From heterogeneous data of biological systems to quantitative predictive models

Nicole RADDE

Institute for Systems Theory and Automatic Control, University of Stuttgart, Pfaffenwaldring 9, 70569 Stuttgart, Germany


   Experimental techniques to monitor cellular processes on a molecular level have rapidly developed and improved in the last decades, providing large amounts of data on different scales and of different nature. The integration of these data into computational models is today a major challenge in systems biology. Appropriate methods for data pre-processing, model-based experiment design, model calibration and uncertainty quantification are necessary on the way to build predictive models and to improve the quality of in silico experiments.

   Here I will exemplarily show some of these challenges on two particular projects within my research group. In the first example, we use published data on the mitogen-activated protein kinase (MAPK) signaling pathway in PC12 cell lines in order to investigate context-dependent responses of this pathway to different growth factors [1]. We use statistical approaches for model calibration, which allow consistent uncertainty quantification from noise in experimental data to variances in model predictions for any quantity of interest. Our study reveals a new mechanism termed quasi-bistability that might play a role in cellular decision processes.

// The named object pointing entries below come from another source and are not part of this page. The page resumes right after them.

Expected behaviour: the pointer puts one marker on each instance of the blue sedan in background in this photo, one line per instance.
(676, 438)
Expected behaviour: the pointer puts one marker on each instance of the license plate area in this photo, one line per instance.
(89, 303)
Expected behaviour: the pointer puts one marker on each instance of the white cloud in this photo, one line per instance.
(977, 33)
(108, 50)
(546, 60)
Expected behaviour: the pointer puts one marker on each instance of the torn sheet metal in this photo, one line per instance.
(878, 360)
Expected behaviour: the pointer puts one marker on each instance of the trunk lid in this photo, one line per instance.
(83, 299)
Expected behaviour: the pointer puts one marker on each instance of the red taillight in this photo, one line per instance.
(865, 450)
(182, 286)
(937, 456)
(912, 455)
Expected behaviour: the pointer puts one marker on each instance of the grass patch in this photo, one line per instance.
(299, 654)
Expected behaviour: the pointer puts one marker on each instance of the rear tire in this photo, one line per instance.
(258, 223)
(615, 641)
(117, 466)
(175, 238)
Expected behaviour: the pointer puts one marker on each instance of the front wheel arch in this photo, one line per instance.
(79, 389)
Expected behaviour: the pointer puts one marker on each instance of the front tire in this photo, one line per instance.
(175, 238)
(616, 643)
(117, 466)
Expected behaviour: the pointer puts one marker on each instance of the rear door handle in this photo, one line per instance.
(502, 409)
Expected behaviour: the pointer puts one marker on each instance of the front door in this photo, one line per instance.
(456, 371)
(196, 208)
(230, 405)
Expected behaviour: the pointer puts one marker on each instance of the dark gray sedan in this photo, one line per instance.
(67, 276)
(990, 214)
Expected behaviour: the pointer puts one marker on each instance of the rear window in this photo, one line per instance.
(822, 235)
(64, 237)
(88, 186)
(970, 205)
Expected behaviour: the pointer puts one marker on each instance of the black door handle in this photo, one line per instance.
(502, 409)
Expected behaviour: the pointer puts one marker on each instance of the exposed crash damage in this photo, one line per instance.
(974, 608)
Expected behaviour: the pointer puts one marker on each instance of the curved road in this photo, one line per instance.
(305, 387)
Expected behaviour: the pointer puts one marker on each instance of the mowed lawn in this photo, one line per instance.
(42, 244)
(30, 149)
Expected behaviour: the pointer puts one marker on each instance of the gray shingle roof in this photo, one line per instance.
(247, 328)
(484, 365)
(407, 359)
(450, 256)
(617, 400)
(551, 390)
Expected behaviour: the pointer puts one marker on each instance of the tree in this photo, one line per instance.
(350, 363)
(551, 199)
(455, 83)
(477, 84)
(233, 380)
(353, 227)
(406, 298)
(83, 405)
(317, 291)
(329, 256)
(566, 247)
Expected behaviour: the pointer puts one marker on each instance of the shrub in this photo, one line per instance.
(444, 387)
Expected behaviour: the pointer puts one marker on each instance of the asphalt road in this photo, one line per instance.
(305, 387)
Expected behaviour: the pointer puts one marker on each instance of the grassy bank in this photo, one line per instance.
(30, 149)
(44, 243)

   The second project was done in collaboration with partners from Cell Biology. Using single-cell time-lapse microscopy data on the spindle assembly checkpoint efficiency for different fission yeast strains [2], we built a finite mixture modeling framework that is able to integrate data from various experiments and to handle right- and interval-censored data. Here we were able to generate biologically insightful hypotheses about the appearance of subpopulation structures under different experimental conditions [3]. Moreover, the integration of censored data into models constitutes several problems and challenges that are also interesting from a theoretical viewpoint, and we review some of them in the presentation.



1. Jensch A, Thomaseth C, and Radde N (2017). Sampling-based Bayesian approaches reveal the importance of quasi-bistable behavior in cellular decision processes on the example of the MAPK signaling pathway in PC-12 cell lines. BMC Syst Biol 11:11.
2. Heinrich S, Geissen E-M, Kamenz J, Trautmann S, Widmer C, Drewe P, Hauf S (2013). Determinants of robustness in spindle assembly checkpoint signaling. Nat Cell Biol 15, 1328-1339.
3. Geissen E-M, Hasenauer J, Heinrich S, Hauf S, Theis FJ, Radde N (2016). MEMO: multi-experiment mixture model analysis of censored data. Bioinformatics 32(16):2464-72.